Lanifibranor Phase 1 Trial Launches in Japan for MASH Treatment Development

Key Insights

• Inventiva and Hepalys Pharma have initiated the clinical development of lanifibranor in Japan, dosing the first participant in a Phase 1 trial to evaluate safety, tolerability, and pharmacokinetics.
• The study will involve 32 subjects across four cohorts receiving daily lanifibranor doses for 14 days, marking a crucial step toward potential MASH treatment in the Japanese market.
• Positive results could lead to a pivotal Phase 3 trial in Japan, where approximately 2.7% of the population suffers from MASH, representing a significant market opportunity.

Inventiva and Hepalys Pharma have commenced their clinical development program in Japan, marking a significant milestone in their partnership to bring innovative MASH treatment to Asian markets. The program launched with the first Japanese participant receiving a dose in a Phase 1 clinical trial of lanifibranor, a novel pan-PPAR agonist.

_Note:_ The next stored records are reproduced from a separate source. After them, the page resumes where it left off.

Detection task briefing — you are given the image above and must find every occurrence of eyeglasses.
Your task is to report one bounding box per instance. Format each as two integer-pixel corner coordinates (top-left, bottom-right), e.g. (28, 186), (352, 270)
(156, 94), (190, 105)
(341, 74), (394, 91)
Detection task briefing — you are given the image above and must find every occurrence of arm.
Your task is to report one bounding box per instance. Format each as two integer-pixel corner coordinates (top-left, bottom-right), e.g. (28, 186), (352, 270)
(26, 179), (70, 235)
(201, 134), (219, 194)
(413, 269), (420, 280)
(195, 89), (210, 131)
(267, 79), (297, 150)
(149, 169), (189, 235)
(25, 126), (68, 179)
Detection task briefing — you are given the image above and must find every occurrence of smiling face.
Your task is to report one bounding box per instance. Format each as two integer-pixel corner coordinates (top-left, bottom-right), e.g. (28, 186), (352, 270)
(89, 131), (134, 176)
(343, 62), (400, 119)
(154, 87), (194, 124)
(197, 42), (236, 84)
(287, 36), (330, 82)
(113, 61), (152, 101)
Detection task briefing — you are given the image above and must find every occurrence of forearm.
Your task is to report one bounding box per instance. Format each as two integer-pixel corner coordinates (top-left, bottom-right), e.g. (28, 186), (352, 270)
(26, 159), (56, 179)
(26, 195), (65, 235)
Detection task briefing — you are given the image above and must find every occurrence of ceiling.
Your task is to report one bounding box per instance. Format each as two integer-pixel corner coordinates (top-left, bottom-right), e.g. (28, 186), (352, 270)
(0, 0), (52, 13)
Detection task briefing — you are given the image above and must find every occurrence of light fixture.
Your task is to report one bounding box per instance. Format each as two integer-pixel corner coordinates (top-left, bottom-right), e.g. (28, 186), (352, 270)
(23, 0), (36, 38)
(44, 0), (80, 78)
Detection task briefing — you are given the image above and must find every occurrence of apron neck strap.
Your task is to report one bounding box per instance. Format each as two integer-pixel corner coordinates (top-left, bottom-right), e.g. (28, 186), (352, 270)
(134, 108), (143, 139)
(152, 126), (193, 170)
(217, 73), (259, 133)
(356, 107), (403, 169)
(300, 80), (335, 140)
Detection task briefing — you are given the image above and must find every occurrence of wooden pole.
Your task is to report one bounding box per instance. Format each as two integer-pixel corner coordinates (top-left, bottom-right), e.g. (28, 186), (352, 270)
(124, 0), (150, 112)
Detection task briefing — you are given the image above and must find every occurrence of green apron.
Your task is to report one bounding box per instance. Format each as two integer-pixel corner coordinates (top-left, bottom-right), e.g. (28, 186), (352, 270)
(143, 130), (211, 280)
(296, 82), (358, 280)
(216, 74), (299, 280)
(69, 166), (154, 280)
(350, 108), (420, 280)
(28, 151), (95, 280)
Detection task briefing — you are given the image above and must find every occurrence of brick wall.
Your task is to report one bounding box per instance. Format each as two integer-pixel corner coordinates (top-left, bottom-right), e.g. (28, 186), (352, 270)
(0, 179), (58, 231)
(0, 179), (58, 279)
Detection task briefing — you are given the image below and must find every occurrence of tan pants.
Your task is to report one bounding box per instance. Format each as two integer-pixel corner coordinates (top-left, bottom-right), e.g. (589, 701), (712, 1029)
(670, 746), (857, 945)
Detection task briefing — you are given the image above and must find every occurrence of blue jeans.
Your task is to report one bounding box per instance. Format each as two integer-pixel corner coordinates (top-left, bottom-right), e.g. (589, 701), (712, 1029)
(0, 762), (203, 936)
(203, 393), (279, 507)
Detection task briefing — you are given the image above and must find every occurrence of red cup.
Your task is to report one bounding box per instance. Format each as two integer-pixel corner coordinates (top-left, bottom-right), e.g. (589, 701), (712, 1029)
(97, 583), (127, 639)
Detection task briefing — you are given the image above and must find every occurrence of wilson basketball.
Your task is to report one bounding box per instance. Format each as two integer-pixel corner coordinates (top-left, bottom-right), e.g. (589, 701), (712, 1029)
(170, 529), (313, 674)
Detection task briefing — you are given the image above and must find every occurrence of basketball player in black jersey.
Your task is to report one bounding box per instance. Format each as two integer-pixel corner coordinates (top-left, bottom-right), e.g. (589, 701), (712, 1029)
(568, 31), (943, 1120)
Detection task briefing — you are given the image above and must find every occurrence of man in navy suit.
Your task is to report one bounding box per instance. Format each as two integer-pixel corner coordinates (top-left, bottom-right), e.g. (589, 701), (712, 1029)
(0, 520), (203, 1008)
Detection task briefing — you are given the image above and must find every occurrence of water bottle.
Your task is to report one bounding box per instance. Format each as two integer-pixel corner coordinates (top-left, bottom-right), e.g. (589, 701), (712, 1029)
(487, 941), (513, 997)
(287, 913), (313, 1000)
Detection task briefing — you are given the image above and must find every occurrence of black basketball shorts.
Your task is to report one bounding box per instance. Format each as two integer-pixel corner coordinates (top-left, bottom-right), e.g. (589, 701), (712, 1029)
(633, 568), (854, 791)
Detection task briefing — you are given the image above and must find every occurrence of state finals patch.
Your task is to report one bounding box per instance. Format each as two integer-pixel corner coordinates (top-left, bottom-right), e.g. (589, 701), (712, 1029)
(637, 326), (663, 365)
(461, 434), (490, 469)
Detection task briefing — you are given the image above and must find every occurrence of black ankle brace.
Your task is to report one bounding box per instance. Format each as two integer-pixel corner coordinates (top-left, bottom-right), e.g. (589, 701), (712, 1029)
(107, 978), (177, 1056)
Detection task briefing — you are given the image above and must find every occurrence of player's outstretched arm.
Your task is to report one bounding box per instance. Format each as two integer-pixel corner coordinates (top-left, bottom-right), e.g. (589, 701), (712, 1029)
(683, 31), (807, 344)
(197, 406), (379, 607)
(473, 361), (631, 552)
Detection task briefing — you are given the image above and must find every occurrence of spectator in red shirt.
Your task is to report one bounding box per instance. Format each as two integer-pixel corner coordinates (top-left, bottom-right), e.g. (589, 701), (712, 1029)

Trial Design and Objectives

The single-center study will evaluate 32 participants, randomly assigned to four cohorts, who will receive daily doses of lanifibranor over a 14-day period. The trial aims to assess the drug's safety, tolerability, pharmacokinetics (PK), and pharmacodynamics (PD) in Japanese subjects.

This initial study represents a crucial step in the development pathway established under the 2023 exclusive licensing agreement between Inventiva and Hepalys. Under this partnership, Hepalys holds responsibility for conducting and funding all necessary trials in Japan and South Korea required for new drug applications in these territories.

Strategic Market Importance

The Japanese market presents a significant opportunity, with up to 2.7% of the population affected by Metabolic Dysfunction-Associated Steatohepatitis (MASH). Successful completion of this Phase 1 trial could pave the way for a pivotal Phase 3 trial in Japanese MASH patients, contingent upon results from Inventiva's ongoing global NATiV3 Phase 3 trial.

"The inclusion of the first participant in the Phase 1 study in Japan testifies to the strength of our partnership with Hepalys as we progress with the development of lanifibranor with our goal to make it accessible to a significant number of MASH patients," stated Frederic Cren, CEO and cofounder of Inventiva.

Innovative Treatment Mechanism

Lanifibranor distinguishes itself as the only pan-PPAR agonist in clinical development for MASH treatment. The drug's unique mechanism involves moderate and balanced activation of all three PPAR isoforms (α, δ, and γ), potentially contributing to its favorable tolerability profile observed in clinical trials to date.

The FDA has already recognized lanifibranor's potential by granting it both Breakthrough Therapy and Fast Track designations for MASH treatment, underlining the drug's importance in addressing this significant unmet medical need.

Dr. BT Slingsby, Representative Director of Hepalys Pharma, expressed optimism about the program: "If successful, it will propel our work in potentially launching this drug candidate in Japan, as a potentially life-saving treatment for patients with MASH."